ネモ的、SFファンタジー短編集


「はぁ・・・まぁいいですけどね。」


「覚悟してくれたかね!?」


 ・・・・・・・・・・・・・・・・・・・・・・・・いや・・・まぁ、確かに言われてみればそうだった。


「よく考えたら、生きていく力も抜けていましたし・・・。」


 そうだ。よく考えたら、どうして俺はあの時、『死にたい』なんて言葉を口にしたのか・・・。


 不意に思い出してしまったのだ。


 希望を持てず、気力を持てず、ただ・・・死ぬことができれば楽になると思ったのだ。


「なんだね?もしかして自殺願望者だったとか?」


 相変わらず、明るい口調で話しかける死神。


「別に、そういうわけじゃないですけどね・・・だけど、人間だったら、一度は思うでしょ?『死にたい』なんて事ぐらい・・・。
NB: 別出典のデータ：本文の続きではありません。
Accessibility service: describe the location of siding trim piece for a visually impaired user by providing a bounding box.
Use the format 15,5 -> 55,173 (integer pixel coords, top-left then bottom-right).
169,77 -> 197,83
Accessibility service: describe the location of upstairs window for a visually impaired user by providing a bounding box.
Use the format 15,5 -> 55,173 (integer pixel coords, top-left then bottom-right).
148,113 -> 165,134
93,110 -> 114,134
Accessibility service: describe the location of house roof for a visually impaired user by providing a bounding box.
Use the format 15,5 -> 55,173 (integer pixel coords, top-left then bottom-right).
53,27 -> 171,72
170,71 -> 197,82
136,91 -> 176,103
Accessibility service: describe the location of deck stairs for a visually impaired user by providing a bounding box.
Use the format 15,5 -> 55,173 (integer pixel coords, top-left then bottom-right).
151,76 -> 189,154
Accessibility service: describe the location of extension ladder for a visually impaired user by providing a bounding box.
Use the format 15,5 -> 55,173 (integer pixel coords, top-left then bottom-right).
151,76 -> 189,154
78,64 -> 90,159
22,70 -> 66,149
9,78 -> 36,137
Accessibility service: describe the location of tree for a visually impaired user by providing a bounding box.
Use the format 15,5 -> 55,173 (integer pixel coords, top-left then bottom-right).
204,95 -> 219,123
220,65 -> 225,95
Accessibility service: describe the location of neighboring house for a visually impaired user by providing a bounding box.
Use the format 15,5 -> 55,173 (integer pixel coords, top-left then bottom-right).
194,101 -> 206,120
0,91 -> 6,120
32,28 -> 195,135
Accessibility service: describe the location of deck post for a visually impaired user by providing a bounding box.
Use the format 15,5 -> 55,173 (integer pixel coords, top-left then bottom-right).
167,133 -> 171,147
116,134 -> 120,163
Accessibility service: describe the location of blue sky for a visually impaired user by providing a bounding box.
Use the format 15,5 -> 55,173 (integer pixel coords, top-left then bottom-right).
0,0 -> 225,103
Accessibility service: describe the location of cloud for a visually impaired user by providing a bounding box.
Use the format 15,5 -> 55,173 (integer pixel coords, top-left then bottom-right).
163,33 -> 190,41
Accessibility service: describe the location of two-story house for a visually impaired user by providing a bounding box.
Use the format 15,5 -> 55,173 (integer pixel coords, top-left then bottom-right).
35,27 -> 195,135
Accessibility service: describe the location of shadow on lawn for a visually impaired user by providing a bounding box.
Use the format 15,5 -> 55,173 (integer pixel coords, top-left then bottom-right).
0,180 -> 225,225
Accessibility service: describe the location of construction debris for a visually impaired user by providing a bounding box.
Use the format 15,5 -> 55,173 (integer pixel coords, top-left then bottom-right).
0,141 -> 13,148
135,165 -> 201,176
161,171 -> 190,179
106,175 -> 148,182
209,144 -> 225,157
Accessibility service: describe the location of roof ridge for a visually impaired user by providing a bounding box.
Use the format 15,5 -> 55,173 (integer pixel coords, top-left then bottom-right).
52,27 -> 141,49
」


 コノ世界を生きるのは、とても大変だ。


 この国は裕福なはずなのに、この世界はとても平和なはずなのに・・・


 ・・・・・この世界は、とても生きにくい・・・・。


 仕事で馬鹿にされ、給料は上がらず、頑張っているはずなのに認めてもらえない。


 ある人はいうだろう。


 ・・・・・・・・努力が足りない・・・・と。


 しかし・・・それでも思ってしまうのだ。


 ・・・これでも、十分頑張っているんだよ・・・・。


 しかし、コノ言葉を聴いた瞬間、死神の表情が一変する。


 先ほどの明るい顔とは違い、少し影の帯びた顔。


 瞬間、『はぁ~~』と、とても大きなため息をついたかと思うと・・・。


「・・・・あんたさ・・・前世でも幸薄そうな顔してた癖して、今生でも幸薄い人生送っているのね。」


 突然、感慨深くそんなことを言われた。